Load data from Parquet files in Amazon S3 on AWS

This article explains how to load data from Parquet files in Amazon S3 buckets on AWS using IMPORT.

Introduction

In Exasol 2025.1 and later you can use the IMPORT command to load data from Parquet files in Amazon S3 buckets on AWS using the native bulk loader in Exasol. This allows multiple Parquet files to be imported in parallel across nodes, enabling higher throughput for larger datasets. Single Parquet files can be read using multiple parallel operations, which results in faster and more efficient data read operations.

This operation is only supported for files stored on Amazon S3 on AWS. Other cloud services that use an S3 compatible protocol are not supported. Exasol automatically recognizes an Amazon S3 import based on the URL that is used with the IMPORT statement.

Amazon S3 URL format support

The following Amazon S3 URL formats are supported:

URL format Example
https://<bucketname>.s3.amazonaws.com https://my_bucket.s3.amazonaws.com
https://<bucketname>.s3.<aws_region>.amazonaws.com https://my_bucket.s3.eu-west-1.amazonaws.com
s3://<bucketname> s3://my_bucket

The AWS region is automatically detected if omitted in the URL.

AWS authentication options

Authentication using access key ID and secret access key is supported for seamless access to AWS resources. Additional support for session tokens allows secure short-lived credential-based authentication for temporary access to AWS.

For more information about AWS authentication methods, see AWS Identity and Access Management.

We recommend that you always create a connection object instead of providing the authentication details directly in the IMPORT command. To learn more, see Create a connection.

Supported data types

The following Parquet data types are supported:

INT8, INT16, INT32, INT64, UINT8, UINT16, UINT32, UINT64, FLOAT, DOUBLE

Additional supported data types:

Decimal128, String, LargeString, Date32, Date64, Bool, Timestamp

Source data tracking

Additional SQL options enable row-origin tracking by appending SHA256 file hash and source row number as metadata during the import.

The target table must contain suitable columns to store the metadata.

SQL option Description Column type
SOURCE FILE HASH_SHA256 Allows secure mapping of rows to their respective file origins.

CHAR(64)

VARCHAR(n) with n>=64

HASHTYPE (256 BIT)

SOURCE ROW NUMBER Captures the position of the row in the source file (0-based index). DECIMAL(p,s)

Column mapping

This feature is only available in Exasol 2025.1.5 and later.
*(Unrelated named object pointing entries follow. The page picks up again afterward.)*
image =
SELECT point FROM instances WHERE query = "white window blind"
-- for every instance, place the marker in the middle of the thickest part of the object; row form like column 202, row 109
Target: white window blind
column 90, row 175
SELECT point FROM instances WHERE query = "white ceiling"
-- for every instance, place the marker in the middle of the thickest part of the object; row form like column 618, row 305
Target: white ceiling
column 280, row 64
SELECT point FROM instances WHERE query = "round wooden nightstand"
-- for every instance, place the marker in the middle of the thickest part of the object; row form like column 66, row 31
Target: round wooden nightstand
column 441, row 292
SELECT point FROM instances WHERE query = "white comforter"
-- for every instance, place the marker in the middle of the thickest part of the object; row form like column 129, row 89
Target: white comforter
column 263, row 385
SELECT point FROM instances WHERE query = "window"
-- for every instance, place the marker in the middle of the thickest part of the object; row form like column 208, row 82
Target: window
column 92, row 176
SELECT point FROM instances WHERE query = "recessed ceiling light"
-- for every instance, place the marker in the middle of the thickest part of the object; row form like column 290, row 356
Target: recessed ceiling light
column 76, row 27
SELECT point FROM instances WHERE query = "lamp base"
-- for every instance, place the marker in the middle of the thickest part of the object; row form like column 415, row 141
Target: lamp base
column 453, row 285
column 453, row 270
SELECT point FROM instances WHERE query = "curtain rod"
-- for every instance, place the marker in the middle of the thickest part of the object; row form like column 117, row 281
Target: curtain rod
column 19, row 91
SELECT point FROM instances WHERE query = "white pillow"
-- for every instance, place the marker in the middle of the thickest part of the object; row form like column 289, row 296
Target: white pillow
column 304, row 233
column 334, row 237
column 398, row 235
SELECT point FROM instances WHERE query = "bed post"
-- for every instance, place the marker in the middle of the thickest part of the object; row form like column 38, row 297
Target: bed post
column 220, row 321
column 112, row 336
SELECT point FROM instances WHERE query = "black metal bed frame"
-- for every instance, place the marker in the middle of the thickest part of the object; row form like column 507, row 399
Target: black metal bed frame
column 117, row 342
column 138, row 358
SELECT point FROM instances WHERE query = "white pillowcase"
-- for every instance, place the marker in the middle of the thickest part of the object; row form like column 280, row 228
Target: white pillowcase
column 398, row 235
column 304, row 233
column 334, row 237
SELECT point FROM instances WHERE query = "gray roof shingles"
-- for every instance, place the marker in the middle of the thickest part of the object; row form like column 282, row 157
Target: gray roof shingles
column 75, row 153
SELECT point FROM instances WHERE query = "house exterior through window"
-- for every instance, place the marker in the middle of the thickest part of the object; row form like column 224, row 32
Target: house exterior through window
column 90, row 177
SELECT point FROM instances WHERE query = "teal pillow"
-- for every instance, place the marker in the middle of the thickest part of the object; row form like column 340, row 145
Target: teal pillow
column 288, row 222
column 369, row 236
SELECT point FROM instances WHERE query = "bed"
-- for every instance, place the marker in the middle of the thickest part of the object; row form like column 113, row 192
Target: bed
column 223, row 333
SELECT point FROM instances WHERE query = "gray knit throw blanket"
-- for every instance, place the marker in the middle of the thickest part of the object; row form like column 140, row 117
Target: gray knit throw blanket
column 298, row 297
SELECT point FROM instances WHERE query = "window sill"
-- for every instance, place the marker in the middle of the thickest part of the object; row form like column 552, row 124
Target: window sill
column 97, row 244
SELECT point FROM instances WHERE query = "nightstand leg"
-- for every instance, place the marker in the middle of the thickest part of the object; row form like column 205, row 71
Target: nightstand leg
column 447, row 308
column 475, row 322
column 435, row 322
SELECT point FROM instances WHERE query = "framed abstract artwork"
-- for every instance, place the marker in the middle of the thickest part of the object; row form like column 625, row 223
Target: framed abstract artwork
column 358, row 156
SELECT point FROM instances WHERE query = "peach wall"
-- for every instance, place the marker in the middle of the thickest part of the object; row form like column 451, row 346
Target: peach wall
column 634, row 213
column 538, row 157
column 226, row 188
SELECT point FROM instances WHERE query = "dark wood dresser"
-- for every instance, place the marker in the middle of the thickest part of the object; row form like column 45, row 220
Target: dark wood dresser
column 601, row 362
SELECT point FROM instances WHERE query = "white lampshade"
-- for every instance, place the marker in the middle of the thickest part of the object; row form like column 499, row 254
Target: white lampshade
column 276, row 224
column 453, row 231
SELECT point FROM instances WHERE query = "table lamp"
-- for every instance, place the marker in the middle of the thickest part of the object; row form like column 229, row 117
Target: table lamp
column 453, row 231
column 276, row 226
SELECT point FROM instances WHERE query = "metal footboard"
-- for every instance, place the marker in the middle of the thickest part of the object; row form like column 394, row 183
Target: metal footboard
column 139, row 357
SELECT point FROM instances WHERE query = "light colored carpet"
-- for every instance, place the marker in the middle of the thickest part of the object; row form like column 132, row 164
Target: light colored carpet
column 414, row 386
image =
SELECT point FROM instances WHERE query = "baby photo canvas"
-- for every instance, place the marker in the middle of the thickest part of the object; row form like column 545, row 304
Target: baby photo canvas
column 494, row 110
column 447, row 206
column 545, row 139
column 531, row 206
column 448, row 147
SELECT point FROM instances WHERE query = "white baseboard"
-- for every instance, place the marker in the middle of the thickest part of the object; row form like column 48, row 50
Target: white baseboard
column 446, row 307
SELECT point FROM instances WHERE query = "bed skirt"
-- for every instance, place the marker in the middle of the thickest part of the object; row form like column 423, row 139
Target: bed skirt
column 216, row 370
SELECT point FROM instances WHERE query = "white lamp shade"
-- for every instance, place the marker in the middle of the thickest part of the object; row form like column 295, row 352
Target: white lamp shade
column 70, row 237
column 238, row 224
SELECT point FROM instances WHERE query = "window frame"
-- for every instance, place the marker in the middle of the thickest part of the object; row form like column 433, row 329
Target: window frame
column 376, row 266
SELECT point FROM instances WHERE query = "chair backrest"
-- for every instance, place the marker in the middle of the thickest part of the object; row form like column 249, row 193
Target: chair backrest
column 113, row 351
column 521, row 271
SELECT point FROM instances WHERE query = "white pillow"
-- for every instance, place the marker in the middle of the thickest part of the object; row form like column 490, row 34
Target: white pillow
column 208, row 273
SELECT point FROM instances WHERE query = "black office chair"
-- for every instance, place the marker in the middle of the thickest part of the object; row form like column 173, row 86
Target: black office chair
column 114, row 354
You can specify source column names using the WITH SOURCE COLUMN NAMES=() option in the IMPORT statement. This allows you to excplicitly map Parquet columns to columns in the target table.

Usage notes

  • Column names are case sensitive. If there is a case mismatch between the source/target column names, the target column defaults to NULL.

  • The columns in the source must be in the exact same order as the target columns.

  • Duplicate column names in the Parquet file are not allowed. The query will abort with error ETL-2231.

  • Columns in the source that are not mapped to a target column are ignored.

  • If a source column is missing, the corresponding target column defaults to NULL.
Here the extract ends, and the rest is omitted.